The NAB TV board has created a Low Power TV Issues Committee to address the impact of the digital TV transition on the nation’s roughly 2,100 low-power stations and 4,700 translators. It will be chaired by NAB Television Board member John Kueneke, broadcast division president for St. Louis-based News-Press & Gazette Broadcasting.

LPTVs and translators were not included in the original DTV transition, and are not subject to the Feb. 17, 2009 deadline, when full-power stations have to power down analog transmitters. Neither were they included in the channel-selection process in which full-power stations decided whether to stay on their current digital channel designation or more to another one on or around the deadline.

The federal government is developing a subsidy program of up to $1,000 each for translator operators to buy converters to pass through digital signals, but details have not yet emerged.

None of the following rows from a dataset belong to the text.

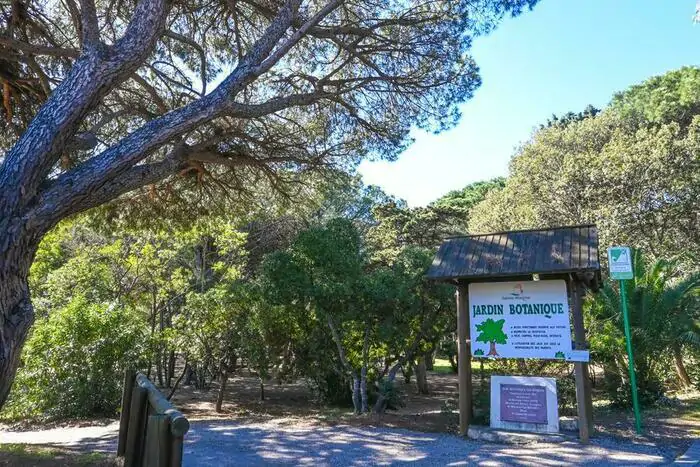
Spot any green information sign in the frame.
[608,246,634,280]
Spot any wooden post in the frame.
[170,436,184,467]
[456,283,472,436]
[117,368,136,457]
[124,386,148,467]
[570,278,593,443]
[143,414,171,467]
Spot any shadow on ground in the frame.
[180,421,670,466]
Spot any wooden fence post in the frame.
[570,277,593,443]
[170,435,184,467]
[117,368,136,457]
[457,283,472,436]
[124,386,148,467]
[143,414,171,467]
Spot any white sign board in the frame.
[608,246,634,280]
[469,280,571,360]
[491,375,559,433]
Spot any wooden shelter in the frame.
[427,225,601,442]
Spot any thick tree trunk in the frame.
[673,344,693,388]
[360,326,369,413]
[0,241,36,409]
[416,355,430,394]
[372,361,405,414]
[425,348,435,371]
[216,369,228,413]
[447,354,457,373]
[352,373,362,414]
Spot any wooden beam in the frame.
[456,283,472,436]
[143,414,172,467]
[117,368,136,457]
[124,385,148,467]
[569,277,593,443]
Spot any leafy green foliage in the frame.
[586,254,700,405]
[3,295,147,419]
[469,68,700,265]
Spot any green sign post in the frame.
[608,246,642,434]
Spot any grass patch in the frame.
[0,444,120,467]
[433,358,491,374]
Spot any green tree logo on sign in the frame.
[476,318,508,357]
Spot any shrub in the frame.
[3,295,146,419]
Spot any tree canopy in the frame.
[0,0,536,405]
[469,68,700,261]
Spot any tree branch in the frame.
[80,0,100,47]
[0,0,168,217]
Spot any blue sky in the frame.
[359,0,700,206]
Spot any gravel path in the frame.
[0,421,671,467]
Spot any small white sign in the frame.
[469,280,571,360]
[608,246,634,280]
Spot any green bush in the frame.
[3,296,146,419]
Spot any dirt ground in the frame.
[168,371,700,454]
[0,444,122,467]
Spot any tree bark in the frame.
[425,348,435,371]
[673,344,693,388]
[216,368,228,413]
[447,354,457,373]
[352,373,362,414]
[416,355,430,394]
[0,233,40,408]
[372,360,405,414]
[360,326,369,413]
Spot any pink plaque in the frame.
[501,384,547,424]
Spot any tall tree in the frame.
[469,68,700,264]
[0,0,536,405]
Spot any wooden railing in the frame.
[117,370,190,467]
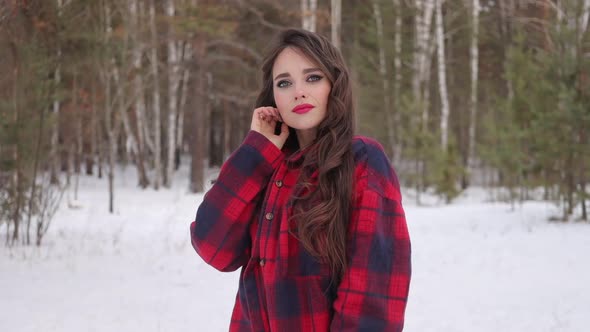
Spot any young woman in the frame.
[191,29,410,332]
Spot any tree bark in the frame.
[436,0,450,151]
[330,0,342,49]
[49,0,63,184]
[189,37,209,193]
[301,0,318,32]
[164,0,181,187]
[150,0,162,190]
[392,0,403,165]
[466,0,481,182]
[373,0,395,156]
[129,0,150,188]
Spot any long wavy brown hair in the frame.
[256,29,354,281]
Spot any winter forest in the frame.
[0,0,590,332]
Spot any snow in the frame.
[0,167,590,332]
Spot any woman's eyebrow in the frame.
[274,68,321,81]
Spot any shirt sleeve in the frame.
[190,131,282,272]
[331,143,411,332]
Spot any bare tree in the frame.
[467,0,481,174]
[164,0,182,187]
[149,0,162,190]
[436,0,449,151]
[373,0,395,155]
[129,0,150,188]
[50,0,63,184]
[301,0,318,32]
[392,0,403,164]
[330,0,342,48]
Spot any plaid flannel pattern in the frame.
[191,131,411,332]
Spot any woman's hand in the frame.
[250,106,289,149]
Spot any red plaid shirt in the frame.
[191,131,411,332]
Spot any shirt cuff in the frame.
[244,130,283,167]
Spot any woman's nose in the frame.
[295,90,305,100]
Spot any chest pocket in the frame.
[279,218,330,277]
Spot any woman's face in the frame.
[272,47,332,137]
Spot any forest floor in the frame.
[0,167,590,332]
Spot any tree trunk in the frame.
[11,47,22,245]
[129,0,150,189]
[331,0,342,49]
[301,0,318,32]
[26,91,45,245]
[49,0,63,184]
[150,0,162,190]
[373,0,395,156]
[436,0,449,151]
[466,0,481,185]
[164,0,181,187]
[189,38,209,193]
[175,43,192,169]
[392,0,403,165]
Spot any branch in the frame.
[206,39,262,62]
[237,0,285,30]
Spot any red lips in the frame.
[292,104,315,114]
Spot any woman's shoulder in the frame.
[352,135,389,166]
[352,136,399,197]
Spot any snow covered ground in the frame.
[0,168,590,332]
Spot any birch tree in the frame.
[50,0,63,184]
[392,0,403,164]
[436,0,449,151]
[164,0,182,187]
[467,0,481,169]
[149,0,162,190]
[373,0,395,155]
[129,0,150,188]
[330,0,342,49]
[412,0,435,127]
[301,0,318,32]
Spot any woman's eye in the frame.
[277,80,291,88]
[307,75,323,82]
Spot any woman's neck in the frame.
[296,128,317,150]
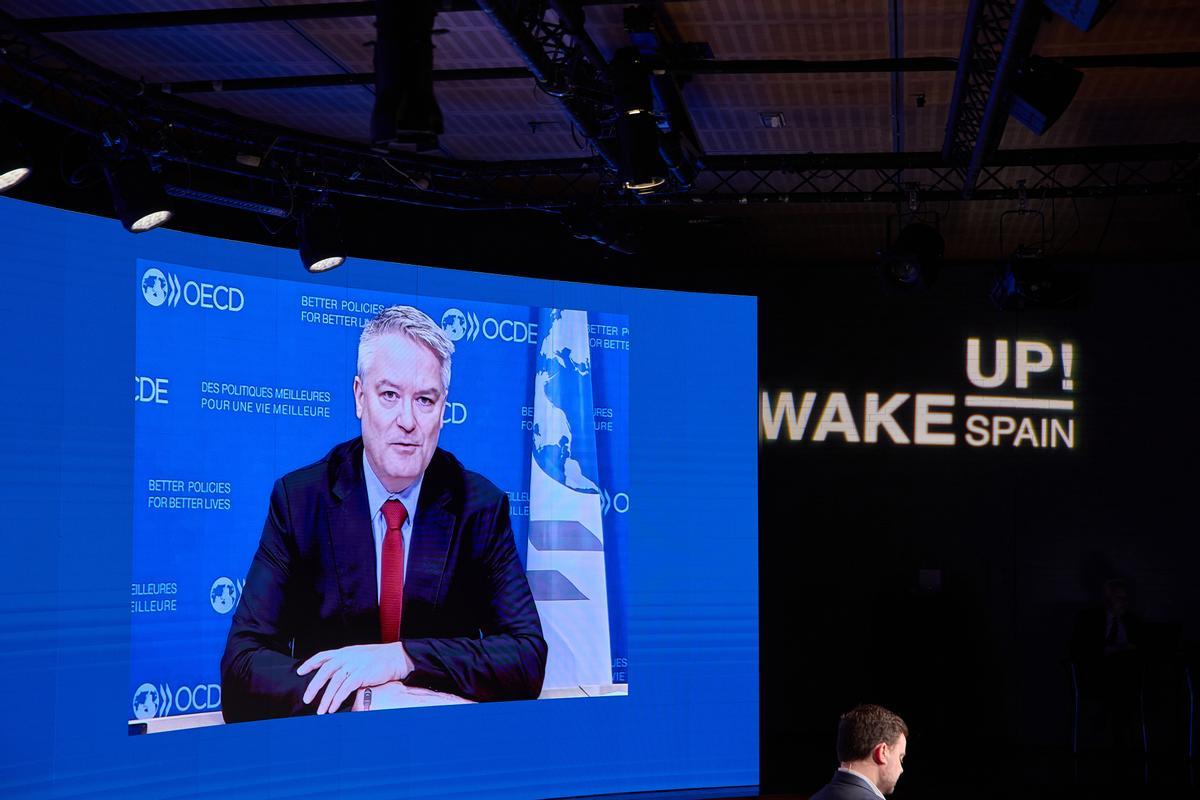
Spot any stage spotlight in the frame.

The NAB TV board also adopted a resolution to educate TV stations and viewers on the predicament of LPTVs and translators. The board directed NAB President and CEO David Rehr to draft a letter to DTV converter box manufacturers urging them to incorporate analog pass-through capability in the devices that will be used to adapt analog TVs for digital reception. Currently, three of 34 converter boxes eligible for a $40 government subsidy have analog pass-through capability.

Committee members include Jim Conschafter, senior vice president of broadcast stations for Media General Broadcast Group; John Eck, president of NBC TV Network and Media Works; Andrew Fisher, president of Cox Television; Douglas Kranwinkle, executive vice president of law for Univision Communications; and Jim Yager, CEO of Barrington Broadcasting Group.